It’s the final step in a corporate termination and the point at which IRS tax consequences start to apply.
Corporations in the process of a complete liquidation – either to terminate the business or change its structure to a non-corporate status -- are required by law to transfer all cash and property assets back to shareholders as payment in full for the exchange of stock.
You made no other transactions involving Baker stock for the rest of 2005 and the first 30 days of 2006.
Your short sale is treated as a constructive sale of an appreciated financial position because a sale of your Baker stock on the date of the short sale would have resulted in a gain.
At the corporate level, a nonliquidating corporate distribution can also have varying tax consequences.
The distribution may have no tax effect, or it may trigger corporate-level capital gain and/or ordinary income.
In that case, you must recognize gain as if the short sale were closed when the property became substantially worthless. Entering into a short sale may cause you to be treated as having made a constructive sale of property.
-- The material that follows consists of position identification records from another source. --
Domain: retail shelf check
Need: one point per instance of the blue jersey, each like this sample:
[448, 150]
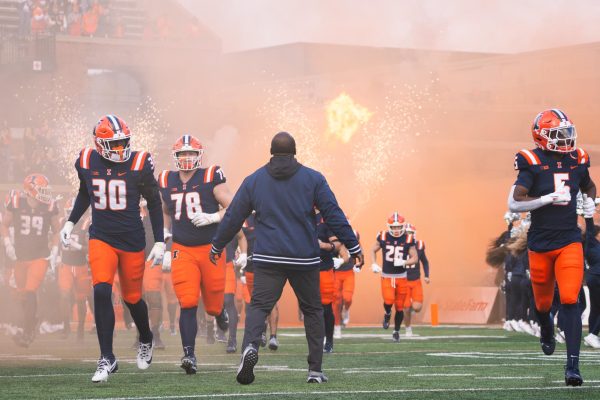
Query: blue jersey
[113, 190]
[324, 233]
[394, 249]
[552, 226]
[183, 200]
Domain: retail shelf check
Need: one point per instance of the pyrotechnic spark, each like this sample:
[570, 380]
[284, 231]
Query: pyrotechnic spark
[345, 117]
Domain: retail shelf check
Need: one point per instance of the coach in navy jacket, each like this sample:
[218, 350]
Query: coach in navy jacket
[284, 195]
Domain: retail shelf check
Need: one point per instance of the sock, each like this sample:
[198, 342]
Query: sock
[329, 322]
[388, 308]
[546, 325]
[188, 327]
[398, 319]
[572, 325]
[172, 310]
[233, 317]
[105, 318]
[139, 313]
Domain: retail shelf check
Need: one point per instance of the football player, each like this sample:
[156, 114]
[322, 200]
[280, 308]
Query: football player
[398, 249]
[548, 180]
[195, 199]
[32, 214]
[74, 278]
[414, 294]
[112, 179]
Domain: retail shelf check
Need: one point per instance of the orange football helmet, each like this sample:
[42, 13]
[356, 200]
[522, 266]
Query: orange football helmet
[37, 186]
[187, 152]
[552, 130]
[396, 225]
[112, 138]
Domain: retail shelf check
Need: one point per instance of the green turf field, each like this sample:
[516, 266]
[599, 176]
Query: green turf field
[444, 362]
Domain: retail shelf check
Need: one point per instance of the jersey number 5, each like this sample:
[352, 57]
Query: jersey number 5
[110, 194]
[192, 203]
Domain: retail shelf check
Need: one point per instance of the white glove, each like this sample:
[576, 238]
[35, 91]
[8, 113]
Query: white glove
[203, 219]
[167, 262]
[10, 249]
[167, 234]
[241, 261]
[53, 258]
[157, 253]
[337, 262]
[65, 233]
[589, 206]
[562, 196]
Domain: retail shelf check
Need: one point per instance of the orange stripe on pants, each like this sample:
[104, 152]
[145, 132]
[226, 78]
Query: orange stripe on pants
[192, 273]
[565, 266]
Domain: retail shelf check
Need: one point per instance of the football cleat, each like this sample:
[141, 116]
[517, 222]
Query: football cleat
[573, 377]
[144, 357]
[223, 320]
[245, 373]
[188, 364]
[104, 369]
[273, 343]
[316, 377]
[386, 320]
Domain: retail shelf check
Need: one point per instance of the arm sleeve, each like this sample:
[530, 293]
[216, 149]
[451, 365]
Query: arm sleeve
[82, 201]
[237, 212]
[148, 188]
[334, 216]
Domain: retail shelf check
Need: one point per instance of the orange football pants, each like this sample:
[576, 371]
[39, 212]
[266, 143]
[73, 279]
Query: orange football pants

In that case, you will have to recognize gain on the date of the constructive sale.
The amount reported on a 1099-DIV represents the return of a shareholder’s investment.If the governing state allows dissolved corporations to retain assets, the corporation can continue to exist.Liquidation marks the point when a corporation has committed to closing its doors.The 1040 Edition Plus incorporates the Clients with Children and W-2/1099 Roadmap Fast Tax Facts with the 1040 Edition.Both Fast Tax Facts ( = Retail Value) are bound into the book and include information not found in the 1040 Edition.